Tuesday, June 26, 2007

The Power of Female Autonomy: The !Kung

The !Kung people are a tribal society in the Kalahari Desert in Africa and are another example of a society where women are so self-sufficient in wilderness survival that their decisions carry the same weight as the men in tribal government. They do not rely on the men for assistance in their food production and so there is no hierarchy setting men above women, no need for men’s permission for their use of the land or their activities.

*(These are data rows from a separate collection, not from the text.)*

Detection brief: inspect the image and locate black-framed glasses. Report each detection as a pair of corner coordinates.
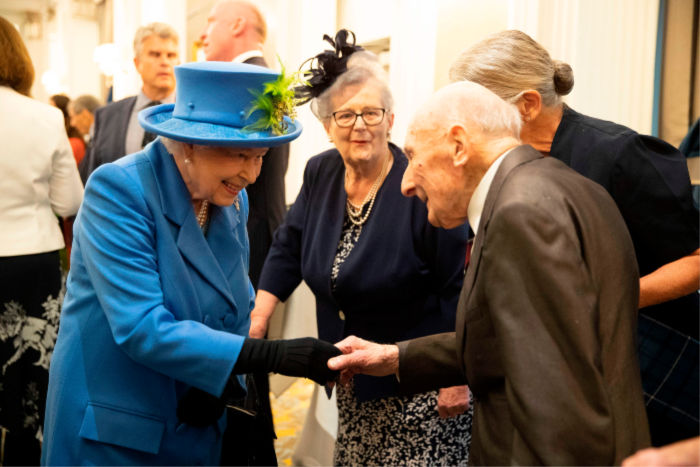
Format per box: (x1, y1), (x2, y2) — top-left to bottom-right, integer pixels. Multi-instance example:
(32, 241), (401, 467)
(331, 108), (386, 128)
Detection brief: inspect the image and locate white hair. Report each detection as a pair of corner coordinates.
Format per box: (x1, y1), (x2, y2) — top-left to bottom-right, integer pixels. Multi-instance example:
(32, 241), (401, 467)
(450, 30), (574, 107)
(311, 50), (394, 122)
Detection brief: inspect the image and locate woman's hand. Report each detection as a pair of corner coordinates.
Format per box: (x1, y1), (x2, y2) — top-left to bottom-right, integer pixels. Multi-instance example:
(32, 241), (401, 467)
(438, 386), (469, 418)
(248, 290), (280, 339)
(248, 309), (268, 339)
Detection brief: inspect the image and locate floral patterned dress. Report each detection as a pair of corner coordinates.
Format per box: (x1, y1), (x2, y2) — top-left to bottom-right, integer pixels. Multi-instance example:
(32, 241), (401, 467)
(331, 214), (474, 466)
(0, 252), (63, 465)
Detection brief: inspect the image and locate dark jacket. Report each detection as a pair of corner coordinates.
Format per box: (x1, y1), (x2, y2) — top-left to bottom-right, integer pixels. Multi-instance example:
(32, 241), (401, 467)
(78, 96), (136, 184)
(551, 106), (700, 339)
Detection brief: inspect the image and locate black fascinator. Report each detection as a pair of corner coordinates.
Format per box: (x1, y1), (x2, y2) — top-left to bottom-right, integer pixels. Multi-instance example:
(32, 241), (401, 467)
(294, 29), (364, 105)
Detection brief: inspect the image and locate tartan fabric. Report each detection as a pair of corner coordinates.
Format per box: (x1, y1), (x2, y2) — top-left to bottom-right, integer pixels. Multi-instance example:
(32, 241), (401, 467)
(638, 313), (700, 446)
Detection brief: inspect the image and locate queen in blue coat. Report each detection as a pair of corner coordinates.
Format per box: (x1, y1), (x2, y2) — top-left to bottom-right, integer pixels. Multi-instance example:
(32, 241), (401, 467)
(42, 63), (335, 465)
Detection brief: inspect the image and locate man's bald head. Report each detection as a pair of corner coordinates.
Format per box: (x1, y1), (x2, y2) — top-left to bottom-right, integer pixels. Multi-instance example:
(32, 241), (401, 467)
(401, 81), (520, 228)
(409, 81), (521, 144)
(201, 0), (267, 62)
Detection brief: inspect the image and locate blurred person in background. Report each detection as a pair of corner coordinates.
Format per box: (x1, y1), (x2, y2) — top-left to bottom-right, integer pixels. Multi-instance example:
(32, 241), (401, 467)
(250, 30), (472, 465)
(80, 22), (180, 183)
(42, 62), (339, 465)
(450, 31), (700, 446)
(68, 94), (102, 145)
(49, 94), (85, 165)
(0, 17), (83, 465)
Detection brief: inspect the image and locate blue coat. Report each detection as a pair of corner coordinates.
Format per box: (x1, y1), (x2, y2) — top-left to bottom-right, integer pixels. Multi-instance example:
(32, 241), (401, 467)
(42, 139), (254, 465)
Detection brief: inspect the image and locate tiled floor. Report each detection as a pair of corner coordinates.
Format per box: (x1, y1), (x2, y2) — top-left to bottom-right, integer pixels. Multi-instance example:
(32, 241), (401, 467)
(270, 378), (314, 465)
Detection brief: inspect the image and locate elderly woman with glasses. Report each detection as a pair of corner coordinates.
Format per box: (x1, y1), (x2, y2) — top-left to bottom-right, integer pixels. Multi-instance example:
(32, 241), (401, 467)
(450, 31), (700, 446)
(250, 30), (471, 465)
(42, 62), (339, 465)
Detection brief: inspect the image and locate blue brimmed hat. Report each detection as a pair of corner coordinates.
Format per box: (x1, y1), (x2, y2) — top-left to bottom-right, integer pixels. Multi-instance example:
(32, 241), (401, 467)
(139, 62), (301, 148)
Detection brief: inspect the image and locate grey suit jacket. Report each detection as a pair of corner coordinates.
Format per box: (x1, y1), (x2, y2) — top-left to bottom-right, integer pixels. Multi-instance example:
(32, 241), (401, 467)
(399, 146), (649, 465)
(78, 96), (136, 184)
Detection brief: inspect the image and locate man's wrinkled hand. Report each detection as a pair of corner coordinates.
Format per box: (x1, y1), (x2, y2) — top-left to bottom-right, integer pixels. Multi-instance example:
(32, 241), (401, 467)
(248, 315), (267, 339)
(437, 386), (469, 418)
(328, 336), (399, 384)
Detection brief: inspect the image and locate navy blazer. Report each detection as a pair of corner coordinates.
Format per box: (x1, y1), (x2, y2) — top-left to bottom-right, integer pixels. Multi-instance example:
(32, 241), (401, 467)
(259, 144), (467, 400)
(551, 106), (700, 339)
(78, 96), (136, 184)
(42, 138), (254, 465)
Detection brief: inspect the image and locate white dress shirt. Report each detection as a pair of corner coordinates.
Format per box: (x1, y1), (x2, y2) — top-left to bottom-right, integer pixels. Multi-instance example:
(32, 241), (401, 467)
(0, 86), (83, 256)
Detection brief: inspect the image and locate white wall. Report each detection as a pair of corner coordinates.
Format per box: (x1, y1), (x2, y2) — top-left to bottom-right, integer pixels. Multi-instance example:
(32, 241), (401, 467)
(0, 0), (101, 102)
(508, 0), (659, 133)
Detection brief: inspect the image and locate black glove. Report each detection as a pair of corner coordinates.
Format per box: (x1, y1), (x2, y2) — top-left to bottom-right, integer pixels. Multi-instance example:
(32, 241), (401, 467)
(233, 337), (342, 385)
(177, 388), (226, 427)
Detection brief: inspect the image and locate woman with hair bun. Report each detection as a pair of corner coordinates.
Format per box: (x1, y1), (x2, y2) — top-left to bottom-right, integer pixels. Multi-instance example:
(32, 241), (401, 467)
(250, 30), (471, 465)
(450, 31), (700, 446)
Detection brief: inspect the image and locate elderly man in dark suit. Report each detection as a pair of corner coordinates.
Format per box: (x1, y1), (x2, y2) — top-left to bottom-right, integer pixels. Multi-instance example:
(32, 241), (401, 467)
(79, 23), (180, 183)
(329, 81), (649, 465)
(200, 0), (289, 465)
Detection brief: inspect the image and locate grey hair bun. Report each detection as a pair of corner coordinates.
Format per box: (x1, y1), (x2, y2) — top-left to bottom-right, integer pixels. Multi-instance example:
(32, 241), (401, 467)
(554, 60), (574, 96)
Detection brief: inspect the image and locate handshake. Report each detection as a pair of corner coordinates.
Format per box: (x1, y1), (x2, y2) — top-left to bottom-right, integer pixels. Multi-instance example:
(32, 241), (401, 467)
(177, 336), (398, 426)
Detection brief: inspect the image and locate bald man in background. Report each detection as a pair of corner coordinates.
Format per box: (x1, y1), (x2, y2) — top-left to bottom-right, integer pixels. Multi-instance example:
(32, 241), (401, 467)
(200, 0), (289, 465)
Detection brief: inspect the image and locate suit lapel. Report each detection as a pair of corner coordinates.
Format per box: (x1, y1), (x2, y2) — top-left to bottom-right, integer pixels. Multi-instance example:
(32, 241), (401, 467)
(149, 141), (238, 309)
(457, 145), (544, 329)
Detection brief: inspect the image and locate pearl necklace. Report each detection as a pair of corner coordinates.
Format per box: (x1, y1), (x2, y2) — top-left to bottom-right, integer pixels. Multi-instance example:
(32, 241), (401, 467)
(197, 199), (209, 229)
(345, 156), (391, 226)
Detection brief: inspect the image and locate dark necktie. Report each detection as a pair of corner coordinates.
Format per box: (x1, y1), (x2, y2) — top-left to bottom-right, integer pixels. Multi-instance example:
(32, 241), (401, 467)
(464, 227), (474, 275)
(141, 101), (161, 148)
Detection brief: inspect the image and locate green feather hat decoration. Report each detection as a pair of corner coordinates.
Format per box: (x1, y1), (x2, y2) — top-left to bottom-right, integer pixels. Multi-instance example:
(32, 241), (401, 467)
(243, 57), (303, 135)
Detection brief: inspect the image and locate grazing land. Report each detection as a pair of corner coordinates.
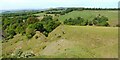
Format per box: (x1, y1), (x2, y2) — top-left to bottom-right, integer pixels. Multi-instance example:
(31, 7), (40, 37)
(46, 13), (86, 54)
(1, 8), (120, 58)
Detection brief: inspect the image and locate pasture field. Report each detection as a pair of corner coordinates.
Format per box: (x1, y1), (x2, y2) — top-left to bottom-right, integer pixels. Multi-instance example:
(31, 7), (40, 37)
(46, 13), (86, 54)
(0, 10), (118, 58)
(59, 10), (118, 26)
(3, 25), (118, 58)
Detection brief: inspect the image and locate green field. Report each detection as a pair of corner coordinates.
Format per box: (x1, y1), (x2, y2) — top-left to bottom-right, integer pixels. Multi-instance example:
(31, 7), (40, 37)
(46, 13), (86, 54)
(3, 25), (118, 58)
(0, 10), (118, 58)
(59, 10), (118, 26)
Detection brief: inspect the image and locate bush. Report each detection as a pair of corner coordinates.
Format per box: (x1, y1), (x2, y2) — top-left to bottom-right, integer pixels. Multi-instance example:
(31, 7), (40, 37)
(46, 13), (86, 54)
(93, 16), (109, 26)
(26, 24), (35, 39)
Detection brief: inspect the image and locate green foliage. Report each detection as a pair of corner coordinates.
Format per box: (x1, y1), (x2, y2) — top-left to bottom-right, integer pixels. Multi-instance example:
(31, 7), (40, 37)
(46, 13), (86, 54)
(27, 17), (39, 25)
(26, 24), (36, 39)
(7, 29), (16, 39)
(64, 15), (109, 26)
(64, 17), (87, 26)
(93, 15), (109, 26)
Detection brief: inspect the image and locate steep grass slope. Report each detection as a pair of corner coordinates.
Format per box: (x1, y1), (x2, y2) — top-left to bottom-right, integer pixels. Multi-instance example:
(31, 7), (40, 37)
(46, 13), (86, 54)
(2, 25), (118, 58)
(59, 10), (118, 26)
(40, 25), (118, 58)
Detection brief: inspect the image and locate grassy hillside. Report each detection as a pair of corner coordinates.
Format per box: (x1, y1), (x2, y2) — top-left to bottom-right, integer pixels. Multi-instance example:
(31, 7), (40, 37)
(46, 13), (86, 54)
(3, 25), (118, 58)
(59, 10), (118, 26)
(40, 26), (118, 58)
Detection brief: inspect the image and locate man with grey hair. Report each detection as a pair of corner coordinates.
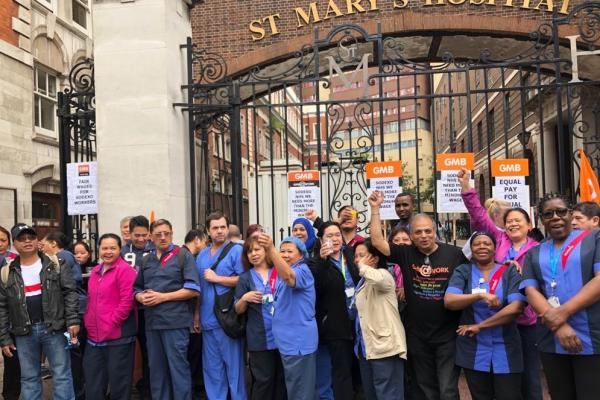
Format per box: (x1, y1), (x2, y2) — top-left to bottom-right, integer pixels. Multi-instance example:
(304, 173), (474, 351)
(369, 191), (467, 400)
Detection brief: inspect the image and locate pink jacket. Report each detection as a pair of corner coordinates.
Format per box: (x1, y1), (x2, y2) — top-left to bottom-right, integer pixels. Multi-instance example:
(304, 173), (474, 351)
(462, 189), (539, 326)
(83, 257), (136, 342)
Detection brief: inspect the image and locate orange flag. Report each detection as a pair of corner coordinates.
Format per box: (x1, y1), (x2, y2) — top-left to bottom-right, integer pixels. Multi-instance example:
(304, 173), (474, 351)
(579, 149), (600, 203)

The tribe lives off of vegetation which is gathered from the bush by women and meat from hunting expeditions by men. However, the vegetation provided by women makes up between 60-80% of the tribe’s food and is their staple food since it is the most reliable. It is the nature of the work that gives the women their social prestige, because the women are expert collectors and gatherers of wild edible plants, which is a highly difficult skill requiring years of knowledge, whereas the men do not have this training. Gathering requires knowledge of hundreds of plants at all stages of growth and the ability to discern the difference between poisonous ones that look similar to the edible ones, as well as the knowledge of which parts of the plants are edible in certain seasons and how to prepare and use these plants for medicinal and nutritional purposes. (See Tom Brown’s Field Guide to Wilderness Survival). So the women of the !Kung are self-sufficient in their ability to provide food and medicine for themselves, and they are relied upon by the men and the rest of the tribe for their only regular and reliable food supply.

The !Kung consider meat highly desirable for their diet and a real luxury, but the men cannot provide it regularly, and they can’t provide it without the help of the women. Patricia Draper, a researcher who accompanied the
!Kung men on hunting expeditions, noted in her book the dependence of the men on the women to track the animals while out foraging, because of the women’s expert tracking skills, and to inform the men about how and where to hunt. (Draper 1975:82-83).

In similarity to the Tchambuli, the !Kung have ceremonial positions of symbolic authority that are set aside for men, but these positions function as performance and have no functional role in tribal decisions and governing, which is seemingly democratic.

So economic or survival self-sufficiency of the women in a social group creates a situation in the community where men hold no material threat to women, and the women have leverage over the men to insure they don’t threaten or provoke women physically because the men rely on the women for their own survival. This is a pattern that can be seen in many examples of Matriarchal societies, or societies where women hold the power of the men’s survival in their hands but then disseminate some of that power to the men of the tribe, in the form of ceremonial roles, in order to include them in the group for their own convenience or pleasure.

Sources:
Peggy Sanday, 1981. Female Power and Male Dominance: on the origins of sexual inequality.